Calculate percentiles on real time running performance with Aerospike!


#1

Hi all,

I am working on a problem. We have a large set of data which contains 4 million records. Saying we have 2 bins naming basic_salary and gender staying in the same set. Each bin has 4 millions rows. Now, I want to calculate the percentiles of basic salary where gender is Male or female. One of the tricky requirement is to compute the percentiles in real time running performance like saying 1-2 seconds.

I went through the Aerospike document and I have a feeling that MapReduce with Clustering system might be the answer. However, I have no idea how to build that kind of system because I have worked with Aerospike for just few days.

Any body has the same experience can help me to figure out the solution for my real problem?

I highly appreciated that.

Many thanks


#2

This is not use case for key-value databases. Hadoop mapreduce is possible but you cant have such low latency and you need hadoop cluster. I would try some streaming system e.g. Kafka Stream.


#3

You can use stream udfs in Aerospike to do aggregations. First, each record has two bins - so “each bin has 4 million rows” is sort of incorrect to say. You have 4 million records with each record having two bins - salary and gender. You can build a secondary index on gender and feed the results of the SI query into a stream udf to compute the percentiles … fairly straightforward. Will have to test and see on the 1 to 2 seconds timing requirement though. Can you provide an example with 10 sample records on the exact computation that you want?


#4

Hi @pgupta

Thank you for your answer. I have tried to implement doing calculation percentiles on real time but I have not finished that. My init solution is

  1. I init 4M records and put to Aerospike by running a for loop from 1 to 4M. Each key is the index or iterated number of the loop; each key has 2 bins which are basic_salary and gender.

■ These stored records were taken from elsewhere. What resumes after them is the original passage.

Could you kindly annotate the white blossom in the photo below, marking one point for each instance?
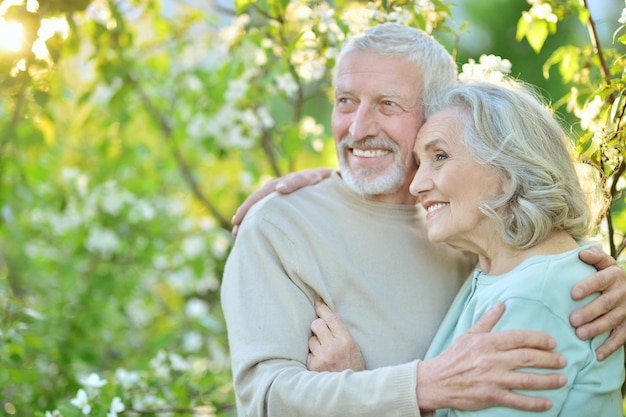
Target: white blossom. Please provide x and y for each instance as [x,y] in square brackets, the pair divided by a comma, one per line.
[308,126]
[93,381]
[116,407]
[286,84]
[489,67]
[127,379]
[589,113]
[81,402]
[196,308]
[192,342]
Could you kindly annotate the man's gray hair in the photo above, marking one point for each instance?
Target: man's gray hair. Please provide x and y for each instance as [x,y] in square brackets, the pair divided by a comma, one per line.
[434,64]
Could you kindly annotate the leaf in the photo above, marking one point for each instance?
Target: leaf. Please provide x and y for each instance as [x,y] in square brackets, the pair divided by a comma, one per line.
[537,34]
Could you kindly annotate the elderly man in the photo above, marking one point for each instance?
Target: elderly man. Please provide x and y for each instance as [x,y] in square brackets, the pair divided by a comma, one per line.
[357,241]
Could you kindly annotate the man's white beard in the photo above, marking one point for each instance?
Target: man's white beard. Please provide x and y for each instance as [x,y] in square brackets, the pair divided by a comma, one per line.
[368,181]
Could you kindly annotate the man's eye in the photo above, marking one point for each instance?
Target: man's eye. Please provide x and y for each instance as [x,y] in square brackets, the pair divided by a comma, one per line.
[440,156]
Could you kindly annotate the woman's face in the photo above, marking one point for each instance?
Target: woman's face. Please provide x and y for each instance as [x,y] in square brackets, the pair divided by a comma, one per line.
[451,186]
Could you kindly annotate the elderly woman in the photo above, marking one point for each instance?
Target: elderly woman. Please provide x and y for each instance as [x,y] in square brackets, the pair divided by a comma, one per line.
[496,177]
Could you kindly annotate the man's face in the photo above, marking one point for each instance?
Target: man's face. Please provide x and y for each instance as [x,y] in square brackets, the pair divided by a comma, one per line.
[376,117]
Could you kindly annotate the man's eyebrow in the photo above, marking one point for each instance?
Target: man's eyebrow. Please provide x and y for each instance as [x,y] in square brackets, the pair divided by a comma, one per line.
[431,144]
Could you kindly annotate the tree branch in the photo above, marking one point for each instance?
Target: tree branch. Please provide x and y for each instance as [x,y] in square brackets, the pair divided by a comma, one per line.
[595,42]
[181,162]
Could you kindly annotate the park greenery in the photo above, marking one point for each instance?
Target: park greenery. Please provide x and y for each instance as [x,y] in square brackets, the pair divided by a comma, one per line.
[132,129]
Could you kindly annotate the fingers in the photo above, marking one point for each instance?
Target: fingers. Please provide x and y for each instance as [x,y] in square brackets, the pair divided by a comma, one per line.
[600,315]
[533,358]
[511,339]
[600,281]
[252,199]
[489,319]
[283,185]
[296,180]
[616,340]
[332,320]
[523,402]
[595,256]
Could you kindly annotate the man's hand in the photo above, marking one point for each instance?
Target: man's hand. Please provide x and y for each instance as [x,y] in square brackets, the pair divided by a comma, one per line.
[283,185]
[478,369]
[332,348]
[608,311]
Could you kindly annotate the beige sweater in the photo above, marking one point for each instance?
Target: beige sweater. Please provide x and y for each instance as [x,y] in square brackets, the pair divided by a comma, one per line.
[371,263]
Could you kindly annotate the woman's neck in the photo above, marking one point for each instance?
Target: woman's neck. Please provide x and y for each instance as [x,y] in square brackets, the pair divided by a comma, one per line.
[502,258]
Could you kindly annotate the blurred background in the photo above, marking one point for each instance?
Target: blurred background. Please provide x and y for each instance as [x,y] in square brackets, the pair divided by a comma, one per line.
[130,131]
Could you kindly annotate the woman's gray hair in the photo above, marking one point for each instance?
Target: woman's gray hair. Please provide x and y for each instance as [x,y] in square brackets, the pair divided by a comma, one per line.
[507,126]
[434,64]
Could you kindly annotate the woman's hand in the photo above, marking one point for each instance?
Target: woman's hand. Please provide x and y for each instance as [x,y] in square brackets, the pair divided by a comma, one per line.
[608,311]
[332,348]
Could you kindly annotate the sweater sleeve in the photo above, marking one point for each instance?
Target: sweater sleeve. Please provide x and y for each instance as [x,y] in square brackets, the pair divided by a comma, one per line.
[592,387]
[269,308]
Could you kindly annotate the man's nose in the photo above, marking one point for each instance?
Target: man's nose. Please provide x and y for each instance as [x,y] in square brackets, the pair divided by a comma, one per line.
[364,124]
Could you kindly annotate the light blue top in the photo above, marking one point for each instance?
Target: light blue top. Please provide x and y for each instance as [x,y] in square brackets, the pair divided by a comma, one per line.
[535,296]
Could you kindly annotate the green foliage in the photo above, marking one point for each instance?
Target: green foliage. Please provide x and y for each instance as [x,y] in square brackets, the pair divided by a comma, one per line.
[127,146]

  2. I have a simple method call FilterByGender. Inside the method, I have created the secondary index on Gender bin. Register UDF function. Inside the udf function, in order to calculate the percentiles I have to sort all the filtered record first. After that, I will calculate the percentile on the sorted list.

I am writing the UDF function and it is not easy for me as LUA is new language for me. However, I got a feeling that for whatever reasons, if you try to sort the list then you have to spend O(nlogn) time complexity. You can imagine that N is very large now then. I might be wrong but I think using only one server/node is not enough. I think we might need to use distributed system but I have very limited knowledge on Aerospike so I am trying my best to implement the solution on Distributed system using Aerospike.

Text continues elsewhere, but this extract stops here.